66 - The Last Descendants

106 8 6
                                    

Terakhir kali ia menginjak lobi hunian termewah Platinum Forest, memang semua belum berubah semenakutkan ini. Tidak ada perabot atau lampu kristal yang diganti, hanya ada tambahan jajaran pengawal serba hitam dengan kacamata hitam dan masker hitam, berdiri rapi sejak pintu depan elevator, tiap tiga atau empat meter hingga elevator seberang lainnya yang untuk naik ke kediaman Annette Kim.

"Kim Seungmin."
Seraya menampilkan kartu pengenal resminya, Seungmin tersenyum sekilas pada resepsionis cantik di sana.
"Saya dikasih kartu akses, sebenernya," tambah Seungmin, menunjukkan kartu akses yang sempat Felix berikan padanya, entah mengapa alasannya.

Sehingga Seungmin bisa masuk tanpa hambatan.

"Anjir..."

Ini kedua kalinya Seungmin naik ke sini, kemarin dinding terlapis oleh kain putih yang tak Seungmin tahu ternyata hanya penutup sementara.

Dindingnya berupa kaca, tersusur sepanjang lorongnya dari pintu elevator hingga pintu depan hunian Anna. Selapis kaca tebal, bersih, dan cemerlang yang memberi pantulan tipis Seungmin di atas awan. Ada langit biru di depan matanya, terbentang begitu luas tanpa debu dan batas.

Di luar kaca, tampak seperti dunia baru beralaskan kapas putih.

Awan selembut buih laut bergerak seperti air yang mendidih di bawah kakinya, berebut naik ke atas, dan menghilang. Kepulan putih yang tersebar tak merata. Ketika ia menggeser langkah beberapa jeda, dapat ditemuinya puncak-pucak gedung serta antena-antena tinggi yang tertancap di puncak bangunan.

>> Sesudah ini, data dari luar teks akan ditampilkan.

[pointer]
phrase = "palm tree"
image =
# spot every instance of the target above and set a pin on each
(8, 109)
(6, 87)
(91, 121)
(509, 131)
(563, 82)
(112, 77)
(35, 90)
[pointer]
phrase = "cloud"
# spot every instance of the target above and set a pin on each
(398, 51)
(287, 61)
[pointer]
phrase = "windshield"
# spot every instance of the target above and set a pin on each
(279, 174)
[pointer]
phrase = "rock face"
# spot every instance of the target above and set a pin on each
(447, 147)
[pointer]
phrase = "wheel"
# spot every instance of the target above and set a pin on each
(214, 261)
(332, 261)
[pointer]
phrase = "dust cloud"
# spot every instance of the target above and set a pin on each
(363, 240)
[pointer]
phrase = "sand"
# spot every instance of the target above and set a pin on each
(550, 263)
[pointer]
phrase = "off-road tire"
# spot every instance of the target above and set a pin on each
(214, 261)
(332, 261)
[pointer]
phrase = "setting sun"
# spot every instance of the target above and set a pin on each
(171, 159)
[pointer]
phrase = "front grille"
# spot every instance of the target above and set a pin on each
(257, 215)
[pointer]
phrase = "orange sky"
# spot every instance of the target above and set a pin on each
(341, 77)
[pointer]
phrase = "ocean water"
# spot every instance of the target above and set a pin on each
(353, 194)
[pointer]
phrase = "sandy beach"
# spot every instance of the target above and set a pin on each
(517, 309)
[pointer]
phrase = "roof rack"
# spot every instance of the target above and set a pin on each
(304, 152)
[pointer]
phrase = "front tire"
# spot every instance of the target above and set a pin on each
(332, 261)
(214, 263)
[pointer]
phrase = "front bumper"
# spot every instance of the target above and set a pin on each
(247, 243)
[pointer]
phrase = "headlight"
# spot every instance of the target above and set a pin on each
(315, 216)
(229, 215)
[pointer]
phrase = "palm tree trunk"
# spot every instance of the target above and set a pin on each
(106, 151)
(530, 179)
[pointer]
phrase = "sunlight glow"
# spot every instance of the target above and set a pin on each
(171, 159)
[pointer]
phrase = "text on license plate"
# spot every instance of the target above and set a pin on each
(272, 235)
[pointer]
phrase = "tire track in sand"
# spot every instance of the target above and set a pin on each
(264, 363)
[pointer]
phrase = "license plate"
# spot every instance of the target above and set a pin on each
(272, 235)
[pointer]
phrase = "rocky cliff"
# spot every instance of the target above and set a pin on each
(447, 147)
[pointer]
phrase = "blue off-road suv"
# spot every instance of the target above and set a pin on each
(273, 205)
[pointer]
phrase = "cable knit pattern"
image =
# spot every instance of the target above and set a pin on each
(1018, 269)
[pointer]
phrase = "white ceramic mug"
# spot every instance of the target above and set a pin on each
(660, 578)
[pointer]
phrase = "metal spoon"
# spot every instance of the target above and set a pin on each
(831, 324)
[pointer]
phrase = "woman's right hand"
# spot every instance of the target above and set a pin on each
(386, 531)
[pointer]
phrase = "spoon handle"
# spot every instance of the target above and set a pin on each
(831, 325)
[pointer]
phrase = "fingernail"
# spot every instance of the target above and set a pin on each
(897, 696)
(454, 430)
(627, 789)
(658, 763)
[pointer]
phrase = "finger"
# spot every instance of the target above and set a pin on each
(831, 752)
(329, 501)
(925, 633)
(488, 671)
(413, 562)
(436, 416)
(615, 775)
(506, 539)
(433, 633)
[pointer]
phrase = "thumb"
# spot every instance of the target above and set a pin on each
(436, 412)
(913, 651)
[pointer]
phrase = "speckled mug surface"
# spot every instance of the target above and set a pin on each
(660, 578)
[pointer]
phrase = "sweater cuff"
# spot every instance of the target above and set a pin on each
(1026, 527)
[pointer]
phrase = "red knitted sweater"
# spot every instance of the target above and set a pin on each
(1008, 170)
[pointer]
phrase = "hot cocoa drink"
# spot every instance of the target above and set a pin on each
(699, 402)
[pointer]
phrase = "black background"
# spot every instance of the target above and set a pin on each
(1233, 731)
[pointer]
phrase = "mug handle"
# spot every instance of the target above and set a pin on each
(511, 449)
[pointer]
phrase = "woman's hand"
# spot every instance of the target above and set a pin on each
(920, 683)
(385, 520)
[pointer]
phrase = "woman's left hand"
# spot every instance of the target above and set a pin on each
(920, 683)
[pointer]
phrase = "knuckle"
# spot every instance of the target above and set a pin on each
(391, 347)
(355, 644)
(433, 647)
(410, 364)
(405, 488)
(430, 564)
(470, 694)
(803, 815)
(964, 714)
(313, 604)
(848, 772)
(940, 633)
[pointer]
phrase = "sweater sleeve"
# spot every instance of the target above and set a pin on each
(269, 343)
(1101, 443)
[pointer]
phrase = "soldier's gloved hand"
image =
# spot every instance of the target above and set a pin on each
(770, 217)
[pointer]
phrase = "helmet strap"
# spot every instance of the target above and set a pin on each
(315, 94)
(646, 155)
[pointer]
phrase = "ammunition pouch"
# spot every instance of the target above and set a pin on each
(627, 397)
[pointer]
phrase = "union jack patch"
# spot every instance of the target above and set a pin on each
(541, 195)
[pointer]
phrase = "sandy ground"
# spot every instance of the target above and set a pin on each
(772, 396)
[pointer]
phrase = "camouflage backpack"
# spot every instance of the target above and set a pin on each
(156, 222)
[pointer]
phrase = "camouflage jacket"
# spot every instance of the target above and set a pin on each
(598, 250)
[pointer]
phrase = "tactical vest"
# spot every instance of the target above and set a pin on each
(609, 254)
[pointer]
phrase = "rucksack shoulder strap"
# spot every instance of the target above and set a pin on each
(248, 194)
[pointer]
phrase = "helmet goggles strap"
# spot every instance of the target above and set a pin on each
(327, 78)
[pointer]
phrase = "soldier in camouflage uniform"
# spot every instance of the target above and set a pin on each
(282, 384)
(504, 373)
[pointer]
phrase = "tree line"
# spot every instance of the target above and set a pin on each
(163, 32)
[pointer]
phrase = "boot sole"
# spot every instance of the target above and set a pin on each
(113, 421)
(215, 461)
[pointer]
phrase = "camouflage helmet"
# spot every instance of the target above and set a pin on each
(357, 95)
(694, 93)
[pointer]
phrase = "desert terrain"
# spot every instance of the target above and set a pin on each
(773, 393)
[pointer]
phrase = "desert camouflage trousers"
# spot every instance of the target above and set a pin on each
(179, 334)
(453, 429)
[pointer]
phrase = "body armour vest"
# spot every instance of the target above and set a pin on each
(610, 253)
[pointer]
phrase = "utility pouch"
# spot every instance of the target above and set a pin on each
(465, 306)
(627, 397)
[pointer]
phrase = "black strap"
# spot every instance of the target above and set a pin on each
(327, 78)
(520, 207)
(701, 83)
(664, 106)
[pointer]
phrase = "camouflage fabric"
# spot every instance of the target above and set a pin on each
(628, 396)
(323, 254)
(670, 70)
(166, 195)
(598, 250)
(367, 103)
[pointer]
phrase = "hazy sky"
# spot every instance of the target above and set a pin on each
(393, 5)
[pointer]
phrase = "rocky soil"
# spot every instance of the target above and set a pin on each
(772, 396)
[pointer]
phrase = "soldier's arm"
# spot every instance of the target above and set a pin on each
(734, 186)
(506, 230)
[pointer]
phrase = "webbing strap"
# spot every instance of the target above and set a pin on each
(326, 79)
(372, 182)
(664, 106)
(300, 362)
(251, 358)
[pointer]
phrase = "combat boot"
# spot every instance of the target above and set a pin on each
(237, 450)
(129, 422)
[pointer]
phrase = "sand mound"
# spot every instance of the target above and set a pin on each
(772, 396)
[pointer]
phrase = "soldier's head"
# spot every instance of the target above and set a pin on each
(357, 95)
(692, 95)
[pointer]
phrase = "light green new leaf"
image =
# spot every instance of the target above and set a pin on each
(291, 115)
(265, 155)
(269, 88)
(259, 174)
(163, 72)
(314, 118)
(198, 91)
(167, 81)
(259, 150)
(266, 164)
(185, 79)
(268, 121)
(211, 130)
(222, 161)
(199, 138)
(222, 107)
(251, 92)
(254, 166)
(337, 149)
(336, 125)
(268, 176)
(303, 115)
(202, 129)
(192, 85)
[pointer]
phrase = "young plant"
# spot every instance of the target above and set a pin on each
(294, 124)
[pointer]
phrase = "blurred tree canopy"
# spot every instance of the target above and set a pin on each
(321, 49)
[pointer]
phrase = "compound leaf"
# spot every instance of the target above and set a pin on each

Dari apartemennya sendiri pun, rasanya ia berdiri terlalu jauh dari tanah.

Apalagi di sini...

Bersyukurlah Seungmin tak memiliki fobia pada ketinggian. Betapa menakutkan, membayangkan cantik biru memanjakan mata ini adalah ancaman bagi reaksi ekstrem dari tubuhnya.

"Seungmin?"

Padahal Seungmin belum sampai jangkauan pandang interkom pintu rumah Anna.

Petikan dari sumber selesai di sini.